July 14, 201312 yr Hi I'm using UNRAID for a while now but never actually replaced a drive. When I needed mor storage I just simply added a drive. Since I don't want to expand my array anymore with more drives, yesterday I replaced one 1TB drive with a 2TB one to gain some space. First I've noticed that after swapping the drive the drive wasn't blueballed (as explained in the wiki) but was simply redballed (wrong drive). I've started the rebuild process anyway and after an unresponsive server behaviour of about 15 minuets, the array came back online and has started rebuilding data on the new drive. What worries me now is the slow rebuilding speed. Speeds average between 5 and 10 mb/s which is really slow, it will take a full 3 days to rebuild the data, strange cause initially building my parity drive went much much faster (a couple of hours). What are normal rebuilding speeds about to be ?

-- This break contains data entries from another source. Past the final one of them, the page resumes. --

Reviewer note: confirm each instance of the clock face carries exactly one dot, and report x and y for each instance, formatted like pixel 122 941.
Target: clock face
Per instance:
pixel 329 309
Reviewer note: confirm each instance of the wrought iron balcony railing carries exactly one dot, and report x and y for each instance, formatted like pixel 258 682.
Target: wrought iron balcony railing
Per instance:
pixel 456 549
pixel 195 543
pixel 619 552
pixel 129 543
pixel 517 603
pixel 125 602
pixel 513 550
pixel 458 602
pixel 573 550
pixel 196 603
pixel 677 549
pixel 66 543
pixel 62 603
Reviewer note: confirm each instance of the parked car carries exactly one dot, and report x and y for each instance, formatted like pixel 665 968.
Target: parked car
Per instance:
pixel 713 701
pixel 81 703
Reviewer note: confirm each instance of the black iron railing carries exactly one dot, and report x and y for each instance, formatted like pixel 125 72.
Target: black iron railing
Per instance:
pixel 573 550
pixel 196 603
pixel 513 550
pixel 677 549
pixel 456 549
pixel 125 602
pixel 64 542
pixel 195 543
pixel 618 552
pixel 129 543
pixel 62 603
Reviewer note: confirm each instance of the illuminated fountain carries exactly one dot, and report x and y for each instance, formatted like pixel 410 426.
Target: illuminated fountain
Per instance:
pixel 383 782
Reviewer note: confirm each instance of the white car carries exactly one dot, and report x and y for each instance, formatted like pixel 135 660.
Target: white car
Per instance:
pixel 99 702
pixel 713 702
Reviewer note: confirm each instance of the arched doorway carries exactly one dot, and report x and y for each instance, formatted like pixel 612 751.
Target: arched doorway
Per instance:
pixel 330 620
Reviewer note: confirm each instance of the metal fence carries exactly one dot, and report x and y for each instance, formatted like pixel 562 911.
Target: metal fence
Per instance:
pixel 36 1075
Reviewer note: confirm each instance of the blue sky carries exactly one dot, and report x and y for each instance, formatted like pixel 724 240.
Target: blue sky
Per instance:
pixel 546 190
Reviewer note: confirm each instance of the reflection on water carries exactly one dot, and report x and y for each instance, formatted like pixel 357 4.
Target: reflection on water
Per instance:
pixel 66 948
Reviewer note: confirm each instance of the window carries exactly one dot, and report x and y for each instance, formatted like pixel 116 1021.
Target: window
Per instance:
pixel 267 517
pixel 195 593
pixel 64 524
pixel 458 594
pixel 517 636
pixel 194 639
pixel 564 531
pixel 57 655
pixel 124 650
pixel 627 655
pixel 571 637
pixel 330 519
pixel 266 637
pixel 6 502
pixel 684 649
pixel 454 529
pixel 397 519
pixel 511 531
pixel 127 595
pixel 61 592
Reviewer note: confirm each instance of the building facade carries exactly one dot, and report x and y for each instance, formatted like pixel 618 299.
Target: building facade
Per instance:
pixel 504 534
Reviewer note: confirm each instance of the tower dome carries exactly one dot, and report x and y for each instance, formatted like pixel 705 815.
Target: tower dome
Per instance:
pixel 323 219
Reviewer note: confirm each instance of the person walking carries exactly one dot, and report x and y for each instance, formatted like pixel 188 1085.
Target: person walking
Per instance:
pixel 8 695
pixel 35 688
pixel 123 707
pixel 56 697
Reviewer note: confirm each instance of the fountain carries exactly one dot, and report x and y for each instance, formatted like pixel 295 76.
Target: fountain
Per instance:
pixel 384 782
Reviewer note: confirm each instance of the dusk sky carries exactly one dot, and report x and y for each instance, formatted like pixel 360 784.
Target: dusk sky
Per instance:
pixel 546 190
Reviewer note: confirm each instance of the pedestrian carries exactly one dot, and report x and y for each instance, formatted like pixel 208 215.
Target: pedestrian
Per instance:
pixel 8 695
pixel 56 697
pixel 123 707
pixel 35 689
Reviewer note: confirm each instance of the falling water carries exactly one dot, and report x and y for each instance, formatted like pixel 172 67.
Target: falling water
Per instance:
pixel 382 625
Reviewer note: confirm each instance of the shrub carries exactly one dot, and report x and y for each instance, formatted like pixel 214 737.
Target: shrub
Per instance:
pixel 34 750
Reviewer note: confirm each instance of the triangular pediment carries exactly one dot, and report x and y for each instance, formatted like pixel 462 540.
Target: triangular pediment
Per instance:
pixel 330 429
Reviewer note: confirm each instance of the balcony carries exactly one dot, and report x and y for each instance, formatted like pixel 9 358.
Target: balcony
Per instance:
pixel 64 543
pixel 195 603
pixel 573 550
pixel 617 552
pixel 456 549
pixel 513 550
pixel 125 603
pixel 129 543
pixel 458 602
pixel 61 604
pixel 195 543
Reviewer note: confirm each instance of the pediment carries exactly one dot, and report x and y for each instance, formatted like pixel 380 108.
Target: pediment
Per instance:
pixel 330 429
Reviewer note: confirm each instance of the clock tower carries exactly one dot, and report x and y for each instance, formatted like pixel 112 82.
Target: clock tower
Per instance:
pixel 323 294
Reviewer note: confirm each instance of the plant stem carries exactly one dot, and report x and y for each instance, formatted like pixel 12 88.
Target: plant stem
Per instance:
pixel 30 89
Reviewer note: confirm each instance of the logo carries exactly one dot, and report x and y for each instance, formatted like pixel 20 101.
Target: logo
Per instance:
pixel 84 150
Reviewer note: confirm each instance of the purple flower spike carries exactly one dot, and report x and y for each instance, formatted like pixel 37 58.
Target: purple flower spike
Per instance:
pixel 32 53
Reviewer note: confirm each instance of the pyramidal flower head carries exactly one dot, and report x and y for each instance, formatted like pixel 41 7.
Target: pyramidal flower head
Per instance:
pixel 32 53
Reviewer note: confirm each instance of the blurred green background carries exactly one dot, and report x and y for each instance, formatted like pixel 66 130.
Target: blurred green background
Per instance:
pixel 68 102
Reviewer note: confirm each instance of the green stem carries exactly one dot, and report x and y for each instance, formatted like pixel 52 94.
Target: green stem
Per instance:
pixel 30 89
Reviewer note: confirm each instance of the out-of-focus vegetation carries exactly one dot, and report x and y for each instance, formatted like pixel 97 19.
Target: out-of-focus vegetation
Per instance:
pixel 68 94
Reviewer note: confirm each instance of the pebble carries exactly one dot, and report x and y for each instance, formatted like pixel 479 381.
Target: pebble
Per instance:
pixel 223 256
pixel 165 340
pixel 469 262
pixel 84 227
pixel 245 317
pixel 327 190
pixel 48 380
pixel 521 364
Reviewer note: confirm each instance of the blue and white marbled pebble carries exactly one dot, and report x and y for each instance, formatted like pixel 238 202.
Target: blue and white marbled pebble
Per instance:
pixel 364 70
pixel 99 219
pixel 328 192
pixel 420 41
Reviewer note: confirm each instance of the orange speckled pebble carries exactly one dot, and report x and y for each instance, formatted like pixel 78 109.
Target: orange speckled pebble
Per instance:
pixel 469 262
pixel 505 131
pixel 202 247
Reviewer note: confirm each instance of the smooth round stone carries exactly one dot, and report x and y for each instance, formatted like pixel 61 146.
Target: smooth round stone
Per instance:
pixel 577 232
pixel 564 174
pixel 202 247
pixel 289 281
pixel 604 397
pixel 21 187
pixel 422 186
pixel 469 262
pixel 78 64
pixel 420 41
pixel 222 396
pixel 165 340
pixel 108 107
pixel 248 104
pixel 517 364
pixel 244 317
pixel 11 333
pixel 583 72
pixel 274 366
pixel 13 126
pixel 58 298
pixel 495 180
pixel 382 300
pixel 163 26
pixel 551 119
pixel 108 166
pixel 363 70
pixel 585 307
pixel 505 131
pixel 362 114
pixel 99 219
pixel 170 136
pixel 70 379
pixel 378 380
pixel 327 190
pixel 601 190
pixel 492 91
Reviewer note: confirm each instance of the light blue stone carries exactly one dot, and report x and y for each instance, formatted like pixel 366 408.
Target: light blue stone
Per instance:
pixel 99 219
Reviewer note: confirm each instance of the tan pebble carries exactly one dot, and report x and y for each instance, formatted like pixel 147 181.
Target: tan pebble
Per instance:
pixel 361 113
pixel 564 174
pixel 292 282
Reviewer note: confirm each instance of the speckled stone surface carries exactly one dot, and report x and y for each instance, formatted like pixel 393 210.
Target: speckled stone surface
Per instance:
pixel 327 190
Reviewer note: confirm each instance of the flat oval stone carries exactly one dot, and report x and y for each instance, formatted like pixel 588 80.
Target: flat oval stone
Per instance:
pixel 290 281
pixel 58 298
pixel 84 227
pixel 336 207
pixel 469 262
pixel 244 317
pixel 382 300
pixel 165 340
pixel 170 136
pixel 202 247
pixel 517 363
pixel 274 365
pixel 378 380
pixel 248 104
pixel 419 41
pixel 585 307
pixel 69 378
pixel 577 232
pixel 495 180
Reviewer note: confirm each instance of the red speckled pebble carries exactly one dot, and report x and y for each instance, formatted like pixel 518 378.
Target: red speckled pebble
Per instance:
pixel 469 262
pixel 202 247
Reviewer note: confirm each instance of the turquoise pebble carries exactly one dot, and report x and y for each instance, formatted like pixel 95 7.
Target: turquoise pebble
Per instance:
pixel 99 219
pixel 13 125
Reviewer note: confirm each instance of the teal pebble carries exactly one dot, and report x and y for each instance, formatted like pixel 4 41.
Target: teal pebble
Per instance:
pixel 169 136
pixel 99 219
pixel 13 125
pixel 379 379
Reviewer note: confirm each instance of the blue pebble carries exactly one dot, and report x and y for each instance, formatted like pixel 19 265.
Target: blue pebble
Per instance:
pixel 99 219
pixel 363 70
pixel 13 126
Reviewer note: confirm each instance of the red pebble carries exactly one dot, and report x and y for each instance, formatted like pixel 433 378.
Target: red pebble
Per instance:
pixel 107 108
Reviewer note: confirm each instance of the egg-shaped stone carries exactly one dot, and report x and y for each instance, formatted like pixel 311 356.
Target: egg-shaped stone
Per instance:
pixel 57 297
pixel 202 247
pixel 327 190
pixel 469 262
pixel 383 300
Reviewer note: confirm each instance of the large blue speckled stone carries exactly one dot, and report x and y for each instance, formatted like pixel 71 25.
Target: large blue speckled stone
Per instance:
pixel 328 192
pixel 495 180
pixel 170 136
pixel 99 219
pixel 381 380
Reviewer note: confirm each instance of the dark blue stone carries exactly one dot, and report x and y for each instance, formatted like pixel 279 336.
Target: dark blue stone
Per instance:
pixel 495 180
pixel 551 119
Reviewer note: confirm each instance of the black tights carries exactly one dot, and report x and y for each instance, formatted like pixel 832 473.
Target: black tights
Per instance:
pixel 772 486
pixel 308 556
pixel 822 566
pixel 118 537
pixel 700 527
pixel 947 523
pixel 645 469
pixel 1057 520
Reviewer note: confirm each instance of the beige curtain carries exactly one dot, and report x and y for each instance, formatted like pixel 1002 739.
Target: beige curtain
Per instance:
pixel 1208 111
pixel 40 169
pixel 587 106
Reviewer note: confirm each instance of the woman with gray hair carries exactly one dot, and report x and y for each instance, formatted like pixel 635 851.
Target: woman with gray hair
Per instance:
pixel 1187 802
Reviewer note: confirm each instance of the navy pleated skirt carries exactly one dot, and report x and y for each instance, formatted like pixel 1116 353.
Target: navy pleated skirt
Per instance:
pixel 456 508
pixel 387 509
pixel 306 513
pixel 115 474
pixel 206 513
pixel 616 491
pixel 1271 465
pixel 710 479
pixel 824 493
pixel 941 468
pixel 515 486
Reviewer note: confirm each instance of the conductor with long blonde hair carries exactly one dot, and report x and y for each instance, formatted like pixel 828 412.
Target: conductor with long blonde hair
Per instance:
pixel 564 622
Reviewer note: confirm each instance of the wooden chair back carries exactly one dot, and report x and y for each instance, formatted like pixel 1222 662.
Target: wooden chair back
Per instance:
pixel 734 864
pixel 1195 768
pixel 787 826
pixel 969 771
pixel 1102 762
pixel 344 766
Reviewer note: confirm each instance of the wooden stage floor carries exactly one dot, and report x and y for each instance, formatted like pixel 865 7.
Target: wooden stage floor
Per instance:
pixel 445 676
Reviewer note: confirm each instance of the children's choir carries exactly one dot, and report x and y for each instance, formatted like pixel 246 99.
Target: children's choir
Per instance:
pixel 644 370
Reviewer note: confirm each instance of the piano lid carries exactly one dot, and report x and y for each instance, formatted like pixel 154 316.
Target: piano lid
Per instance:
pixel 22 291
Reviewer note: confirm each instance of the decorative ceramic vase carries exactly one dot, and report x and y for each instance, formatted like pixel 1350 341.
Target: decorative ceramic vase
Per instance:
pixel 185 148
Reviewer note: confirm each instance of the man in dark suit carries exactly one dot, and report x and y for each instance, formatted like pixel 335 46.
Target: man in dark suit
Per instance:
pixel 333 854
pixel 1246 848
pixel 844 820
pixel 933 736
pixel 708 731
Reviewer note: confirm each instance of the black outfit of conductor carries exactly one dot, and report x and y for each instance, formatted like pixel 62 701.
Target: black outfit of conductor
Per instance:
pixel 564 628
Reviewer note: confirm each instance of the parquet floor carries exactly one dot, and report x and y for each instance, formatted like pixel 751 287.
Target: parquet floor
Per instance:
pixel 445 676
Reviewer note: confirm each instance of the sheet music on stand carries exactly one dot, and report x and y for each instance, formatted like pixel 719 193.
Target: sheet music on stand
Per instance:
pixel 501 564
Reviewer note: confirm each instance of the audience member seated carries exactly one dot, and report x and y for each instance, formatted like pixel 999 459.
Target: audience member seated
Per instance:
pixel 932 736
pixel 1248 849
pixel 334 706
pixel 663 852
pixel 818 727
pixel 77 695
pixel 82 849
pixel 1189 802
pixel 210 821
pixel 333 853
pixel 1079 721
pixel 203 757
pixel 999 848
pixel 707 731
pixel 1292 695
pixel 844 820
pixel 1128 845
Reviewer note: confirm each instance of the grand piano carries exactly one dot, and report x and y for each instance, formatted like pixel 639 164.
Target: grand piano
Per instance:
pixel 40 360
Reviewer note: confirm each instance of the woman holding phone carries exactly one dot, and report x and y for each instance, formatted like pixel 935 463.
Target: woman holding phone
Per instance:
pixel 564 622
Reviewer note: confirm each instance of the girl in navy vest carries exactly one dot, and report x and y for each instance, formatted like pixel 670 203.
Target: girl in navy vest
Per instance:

July 14, 201312 yr That sounds slow - I would expect speeds of 50+MB/sec although it can vary with hardware. You should post a syslog so we can see what errors (if any) are being reported.
July 16, 201312 yr Author This weekend speeds even dropped to a mere 2Mb/s. Since yesterday evening unraid main page fully unresponsive (unable to connect through webinterface). Array (shares) accessible though All drives spinnning (so definitely the process is still running). Maybe cpu or memory under full load or so (100%) Acces through console is possible, does anyone now how I can monitor the process in command line ?
July 16, 201312 yr I use a command like tail -n 100 -f /var/log/syslog You can also try copying the log file to the flash if you want a copy to survive a reboot. There is also a script (keeplogs.zip) that has been posted a number of times that will redirect the log file to the flash rather than to RAM as is the normal case. However you want to use this sparingly as it can fill up the USB stick with log information, and also shorten its lifetime due to excessive activity.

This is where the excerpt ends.